Rising Summer Heat Threatens Farm Workers
A hotter-than-average summer puts farm workers at greater risk for heat-related illness and death.
Forecasters are predicting an extra-hot summer in Georgia this year, which is happening more and more often thanks to climate change. The state has already experienced unseasonably warm temperatures this spring.
The National Oceanic and Atmospheric Administration predicts this summer will be hotter and wetter than average in Georgia, which could mean more heat-related illness and overloaded power systems as people run air conditioning.
Rachel Licker with the Union of Concerned Scientists said the heat can be especially dangerous for outside workers, such as those on farms.

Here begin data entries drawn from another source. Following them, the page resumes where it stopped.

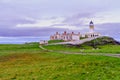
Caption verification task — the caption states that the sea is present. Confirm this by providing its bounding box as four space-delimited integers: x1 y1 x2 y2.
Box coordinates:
0 36 120 44
0 37 49 44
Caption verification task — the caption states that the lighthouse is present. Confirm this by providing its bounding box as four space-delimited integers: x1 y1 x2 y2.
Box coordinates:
89 21 94 33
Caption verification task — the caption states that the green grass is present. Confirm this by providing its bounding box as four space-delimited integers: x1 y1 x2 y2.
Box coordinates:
48 40 64 43
43 44 120 53
0 44 120 80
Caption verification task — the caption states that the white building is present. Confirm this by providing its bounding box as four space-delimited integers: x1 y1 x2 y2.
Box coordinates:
50 31 80 41
85 21 101 38
50 21 101 41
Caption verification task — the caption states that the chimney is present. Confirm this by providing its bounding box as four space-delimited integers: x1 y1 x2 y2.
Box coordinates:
72 32 74 34
64 31 67 34
56 32 58 34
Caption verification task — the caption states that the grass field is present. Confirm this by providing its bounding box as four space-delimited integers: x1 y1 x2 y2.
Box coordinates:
43 45 120 54
0 44 120 80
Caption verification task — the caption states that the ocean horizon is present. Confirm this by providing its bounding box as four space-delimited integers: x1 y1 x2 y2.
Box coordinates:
0 37 120 44
0 37 49 44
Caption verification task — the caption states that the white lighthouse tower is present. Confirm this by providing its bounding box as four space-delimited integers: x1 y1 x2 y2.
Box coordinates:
89 21 94 33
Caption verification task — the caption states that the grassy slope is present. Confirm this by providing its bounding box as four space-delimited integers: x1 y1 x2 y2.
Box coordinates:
44 36 120 53
0 44 120 80
44 44 120 54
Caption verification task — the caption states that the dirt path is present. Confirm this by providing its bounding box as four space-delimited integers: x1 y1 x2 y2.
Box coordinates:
39 45 120 58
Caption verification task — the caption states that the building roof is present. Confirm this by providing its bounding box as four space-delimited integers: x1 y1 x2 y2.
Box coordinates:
90 21 93 24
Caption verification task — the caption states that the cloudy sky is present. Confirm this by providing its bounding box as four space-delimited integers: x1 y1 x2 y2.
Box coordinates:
0 0 120 37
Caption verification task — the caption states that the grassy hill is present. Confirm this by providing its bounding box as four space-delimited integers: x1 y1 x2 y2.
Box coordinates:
0 37 120 80
43 36 120 53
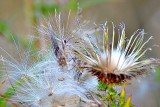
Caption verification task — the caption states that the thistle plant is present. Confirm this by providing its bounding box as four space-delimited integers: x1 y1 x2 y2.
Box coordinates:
1 11 159 107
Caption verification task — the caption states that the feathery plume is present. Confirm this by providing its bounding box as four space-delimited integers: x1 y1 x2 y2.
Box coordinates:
73 22 159 83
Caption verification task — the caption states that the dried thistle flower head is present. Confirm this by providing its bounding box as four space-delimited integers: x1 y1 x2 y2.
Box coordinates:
73 23 159 83
1 10 98 107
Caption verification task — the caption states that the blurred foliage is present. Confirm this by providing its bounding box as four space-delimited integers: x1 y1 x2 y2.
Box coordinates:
0 78 26 107
0 20 28 48
156 67 160 81
97 83 134 107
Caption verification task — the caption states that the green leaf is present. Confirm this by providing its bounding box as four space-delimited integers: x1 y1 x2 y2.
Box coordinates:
0 98 7 107
118 88 126 107
123 96 131 107
98 81 107 91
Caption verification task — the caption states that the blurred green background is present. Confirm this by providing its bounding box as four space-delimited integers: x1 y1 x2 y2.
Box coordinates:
0 0 160 107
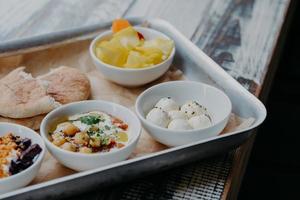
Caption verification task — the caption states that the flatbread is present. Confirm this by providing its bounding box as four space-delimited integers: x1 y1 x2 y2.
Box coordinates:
0 67 60 118
0 115 45 130
37 66 91 104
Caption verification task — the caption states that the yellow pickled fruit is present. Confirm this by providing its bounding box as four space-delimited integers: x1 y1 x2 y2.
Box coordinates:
135 46 163 64
116 132 128 142
143 38 174 60
113 26 144 50
124 51 151 68
95 40 128 67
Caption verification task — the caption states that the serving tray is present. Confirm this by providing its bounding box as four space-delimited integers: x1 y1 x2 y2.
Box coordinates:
0 18 266 200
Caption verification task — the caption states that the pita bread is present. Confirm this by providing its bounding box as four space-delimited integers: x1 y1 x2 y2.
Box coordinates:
0 67 60 118
0 115 45 130
37 66 91 104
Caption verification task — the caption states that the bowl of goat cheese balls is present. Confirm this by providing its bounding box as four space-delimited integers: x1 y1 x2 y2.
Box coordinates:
136 81 231 146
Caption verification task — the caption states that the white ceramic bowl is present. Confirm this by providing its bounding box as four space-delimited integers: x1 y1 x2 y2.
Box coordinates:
135 81 231 146
0 122 46 194
40 100 142 171
90 27 175 87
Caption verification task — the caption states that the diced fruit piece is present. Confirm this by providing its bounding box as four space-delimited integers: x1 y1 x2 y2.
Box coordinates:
63 123 80 136
60 142 76 152
124 51 150 68
111 19 131 33
95 40 128 67
143 38 174 60
116 132 128 142
79 147 93 153
136 46 163 64
137 32 145 40
113 27 144 50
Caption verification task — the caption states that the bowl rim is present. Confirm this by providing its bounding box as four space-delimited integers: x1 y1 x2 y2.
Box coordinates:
0 122 46 184
135 80 232 135
89 26 176 72
40 100 142 158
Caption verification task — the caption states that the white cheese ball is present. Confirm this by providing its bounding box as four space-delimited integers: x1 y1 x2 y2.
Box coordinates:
180 101 206 118
188 115 211 129
146 108 170 128
168 110 187 120
168 119 192 130
155 97 179 112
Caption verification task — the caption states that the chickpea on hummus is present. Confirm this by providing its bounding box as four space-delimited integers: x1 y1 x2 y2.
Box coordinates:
49 111 128 153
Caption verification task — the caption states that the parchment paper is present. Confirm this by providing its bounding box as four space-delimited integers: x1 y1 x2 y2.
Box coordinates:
0 41 255 184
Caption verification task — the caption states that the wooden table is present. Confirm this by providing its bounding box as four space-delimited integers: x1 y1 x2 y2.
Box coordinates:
0 0 292 199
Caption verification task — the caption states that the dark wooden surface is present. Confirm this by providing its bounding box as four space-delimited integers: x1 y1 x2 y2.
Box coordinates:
0 0 290 198
239 2 300 200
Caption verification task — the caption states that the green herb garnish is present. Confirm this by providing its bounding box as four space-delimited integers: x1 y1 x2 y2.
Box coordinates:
79 115 102 125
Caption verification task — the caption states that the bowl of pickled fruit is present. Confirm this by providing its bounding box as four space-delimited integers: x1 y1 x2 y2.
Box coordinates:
0 122 46 194
90 19 175 86
40 100 141 171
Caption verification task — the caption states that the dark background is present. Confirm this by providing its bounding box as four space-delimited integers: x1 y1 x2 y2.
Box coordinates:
238 2 300 200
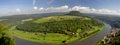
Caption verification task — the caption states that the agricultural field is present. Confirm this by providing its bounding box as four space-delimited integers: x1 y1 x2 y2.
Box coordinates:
10 15 104 44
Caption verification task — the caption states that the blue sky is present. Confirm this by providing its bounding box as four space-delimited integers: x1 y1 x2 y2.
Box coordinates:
0 0 120 14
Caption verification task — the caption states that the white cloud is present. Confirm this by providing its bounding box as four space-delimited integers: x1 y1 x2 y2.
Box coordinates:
1 5 120 15
16 8 21 13
48 0 54 4
33 0 36 6
39 5 69 12
33 6 38 10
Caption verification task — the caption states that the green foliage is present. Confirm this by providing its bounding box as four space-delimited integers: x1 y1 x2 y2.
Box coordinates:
16 16 102 35
0 24 15 45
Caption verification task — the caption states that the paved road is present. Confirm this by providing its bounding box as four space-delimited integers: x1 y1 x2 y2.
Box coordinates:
14 23 111 45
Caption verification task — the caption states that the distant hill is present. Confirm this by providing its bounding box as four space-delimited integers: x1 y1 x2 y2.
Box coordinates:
66 11 83 16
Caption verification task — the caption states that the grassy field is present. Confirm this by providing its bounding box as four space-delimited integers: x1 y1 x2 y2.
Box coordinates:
10 16 104 44
0 19 7 21
10 26 77 44
10 26 104 44
34 16 90 23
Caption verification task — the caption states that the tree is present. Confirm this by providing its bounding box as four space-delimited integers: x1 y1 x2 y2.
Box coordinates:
0 24 15 45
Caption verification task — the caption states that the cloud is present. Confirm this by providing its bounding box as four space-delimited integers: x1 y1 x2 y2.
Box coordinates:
33 6 38 10
33 0 36 6
1 5 120 15
39 5 69 12
48 0 54 4
16 8 21 13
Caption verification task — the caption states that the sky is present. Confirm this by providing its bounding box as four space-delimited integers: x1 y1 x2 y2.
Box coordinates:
0 0 120 16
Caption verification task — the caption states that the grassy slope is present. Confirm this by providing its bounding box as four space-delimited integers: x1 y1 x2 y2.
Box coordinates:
10 16 104 44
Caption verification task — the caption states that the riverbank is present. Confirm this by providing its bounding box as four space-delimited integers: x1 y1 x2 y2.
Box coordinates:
96 28 120 45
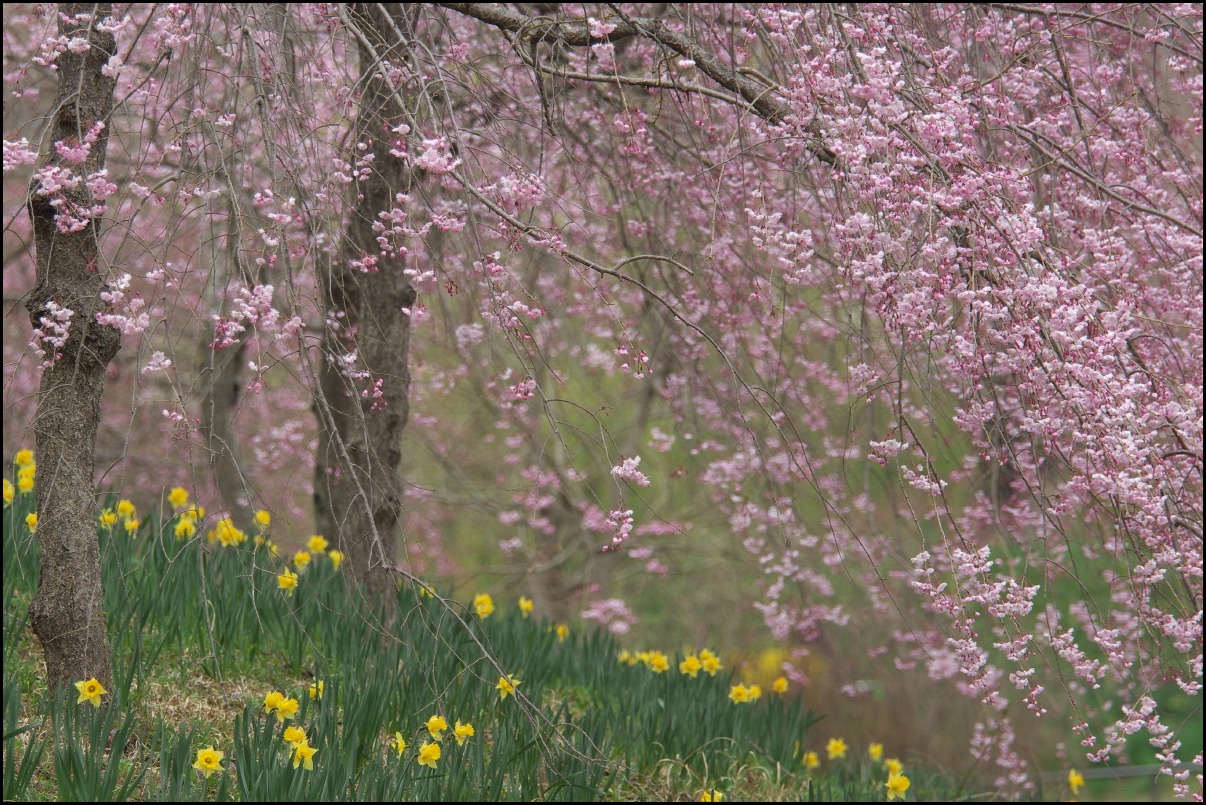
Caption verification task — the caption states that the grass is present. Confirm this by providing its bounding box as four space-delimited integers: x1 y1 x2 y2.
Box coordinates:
4 485 1066 801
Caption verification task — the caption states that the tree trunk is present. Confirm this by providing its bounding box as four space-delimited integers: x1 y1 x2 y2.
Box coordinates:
314 4 415 607
25 4 121 688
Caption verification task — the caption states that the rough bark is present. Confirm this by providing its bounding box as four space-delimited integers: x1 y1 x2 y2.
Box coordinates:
314 4 415 607
25 4 121 688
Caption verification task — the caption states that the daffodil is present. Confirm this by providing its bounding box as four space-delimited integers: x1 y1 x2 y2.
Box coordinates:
264 690 285 713
76 677 109 707
276 699 300 724
285 727 309 748
418 743 440 769
494 673 520 701
473 593 494 618
288 738 318 771
276 567 298 595
193 746 226 777
425 716 449 741
452 718 475 746
884 775 908 803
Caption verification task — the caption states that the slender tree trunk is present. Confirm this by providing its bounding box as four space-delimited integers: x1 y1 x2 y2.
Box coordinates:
25 2 121 688
314 4 415 607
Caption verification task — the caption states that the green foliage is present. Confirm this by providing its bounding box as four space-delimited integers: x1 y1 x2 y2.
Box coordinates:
4 487 984 801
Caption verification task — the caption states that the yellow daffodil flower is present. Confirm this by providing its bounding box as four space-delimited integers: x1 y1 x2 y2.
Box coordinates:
276 567 298 595
417 743 440 769
264 690 285 713
425 716 449 741
193 746 226 777
276 699 298 724
452 719 476 746
884 775 908 803
494 673 520 701
76 677 109 707
473 593 494 618
285 727 309 748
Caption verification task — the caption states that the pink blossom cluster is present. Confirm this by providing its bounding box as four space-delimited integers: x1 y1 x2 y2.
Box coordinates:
29 299 75 369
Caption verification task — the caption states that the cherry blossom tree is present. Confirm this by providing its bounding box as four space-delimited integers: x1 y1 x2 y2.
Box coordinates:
5 4 1202 795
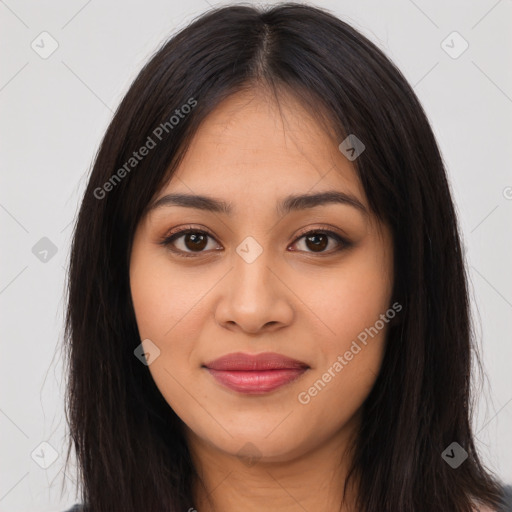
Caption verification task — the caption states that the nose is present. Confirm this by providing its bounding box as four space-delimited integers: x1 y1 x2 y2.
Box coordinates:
215 252 295 334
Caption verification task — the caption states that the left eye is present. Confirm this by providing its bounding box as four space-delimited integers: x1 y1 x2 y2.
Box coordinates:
160 228 350 257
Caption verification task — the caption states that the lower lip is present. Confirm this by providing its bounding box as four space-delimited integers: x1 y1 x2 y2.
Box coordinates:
206 368 307 395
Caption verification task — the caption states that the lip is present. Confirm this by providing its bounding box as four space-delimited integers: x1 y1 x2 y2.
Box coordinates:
203 352 309 394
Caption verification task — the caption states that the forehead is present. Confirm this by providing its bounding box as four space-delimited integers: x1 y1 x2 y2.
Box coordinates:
160 90 366 210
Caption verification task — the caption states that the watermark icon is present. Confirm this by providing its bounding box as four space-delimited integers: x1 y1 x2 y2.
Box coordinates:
93 98 197 199
236 236 263 263
30 32 59 59
338 133 366 162
297 302 402 405
32 236 58 263
30 441 59 469
441 30 469 59
133 338 160 366
441 441 468 469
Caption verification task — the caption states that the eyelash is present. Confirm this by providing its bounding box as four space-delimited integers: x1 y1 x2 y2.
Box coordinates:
159 226 352 258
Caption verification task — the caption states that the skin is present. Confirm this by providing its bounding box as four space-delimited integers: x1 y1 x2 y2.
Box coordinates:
130 86 393 512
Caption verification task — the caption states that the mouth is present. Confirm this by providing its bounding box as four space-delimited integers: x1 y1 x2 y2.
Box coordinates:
203 352 310 395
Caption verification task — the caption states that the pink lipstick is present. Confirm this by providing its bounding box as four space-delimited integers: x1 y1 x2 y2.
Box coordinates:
203 352 309 394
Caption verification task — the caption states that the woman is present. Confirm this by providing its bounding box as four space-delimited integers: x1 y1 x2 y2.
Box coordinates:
62 3 510 512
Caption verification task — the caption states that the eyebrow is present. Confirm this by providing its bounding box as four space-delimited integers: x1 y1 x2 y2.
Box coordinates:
148 190 368 215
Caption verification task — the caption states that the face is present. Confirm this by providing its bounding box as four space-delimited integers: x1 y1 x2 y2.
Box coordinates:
130 87 395 461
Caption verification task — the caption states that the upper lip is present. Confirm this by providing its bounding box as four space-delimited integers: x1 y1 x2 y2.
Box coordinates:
203 352 309 371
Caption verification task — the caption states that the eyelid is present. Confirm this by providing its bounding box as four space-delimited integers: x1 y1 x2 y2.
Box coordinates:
158 224 353 257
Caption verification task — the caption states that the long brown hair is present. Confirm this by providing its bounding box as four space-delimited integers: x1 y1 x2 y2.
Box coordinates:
65 3 500 512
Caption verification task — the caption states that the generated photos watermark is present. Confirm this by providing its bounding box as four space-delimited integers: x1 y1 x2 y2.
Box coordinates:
297 302 402 405
93 98 197 199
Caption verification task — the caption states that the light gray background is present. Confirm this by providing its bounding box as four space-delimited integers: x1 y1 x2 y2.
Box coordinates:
0 0 512 512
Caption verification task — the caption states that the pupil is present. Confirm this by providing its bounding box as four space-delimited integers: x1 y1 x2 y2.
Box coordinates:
306 234 327 250
185 233 206 249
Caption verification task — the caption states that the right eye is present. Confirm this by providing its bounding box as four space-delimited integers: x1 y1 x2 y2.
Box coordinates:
160 227 219 258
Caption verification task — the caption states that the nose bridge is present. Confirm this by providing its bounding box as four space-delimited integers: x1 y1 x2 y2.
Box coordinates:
232 236 275 301
212 232 293 332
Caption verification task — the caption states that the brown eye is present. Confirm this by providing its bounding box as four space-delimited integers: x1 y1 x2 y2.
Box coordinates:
305 233 329 252
183 232 208 251
160 228 220 257
288 230 350 254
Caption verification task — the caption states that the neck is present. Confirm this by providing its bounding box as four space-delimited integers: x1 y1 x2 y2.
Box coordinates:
186 414 356 512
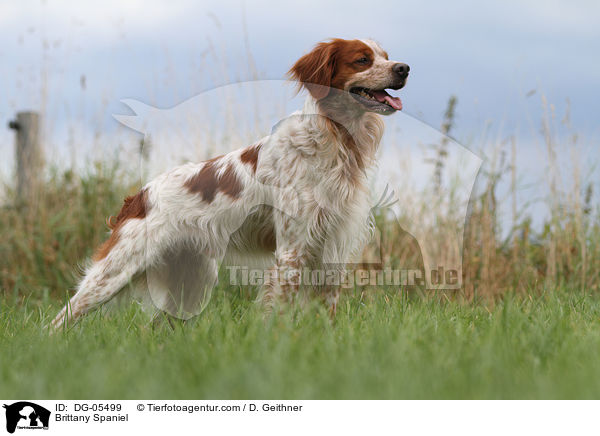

“It's really just incredible how disproportionately vulnerable they are because of the nature of the work that they're doing," she said. "And beyond death, chronic exposure to heat can also cause a lot of health problems, including kidney disease.”
People working in agriculture are up to 35 times more likely to die from heat-related causes, according to Licker.
The U.S. doesn’t have mandatory protections for farm workers facing extreme heat, though there is an effort in Congress to change that. A House bill co-sponsored by Georgia congressmen Hank Johnson and the late John Lewis in 2019 was named for Asuncion Valdivia, a farm worker who died in 2004 of heat stroke.
UCS analysis suggests that Georgia will experience more days of extreme heat each year in the coming decades, reaching an average of 77 days annually with a heat index over 105 by the end of the century. With rapid action to cut emissions, the UCS projects 26 days. Prior to 2000, the average was four of those days per year.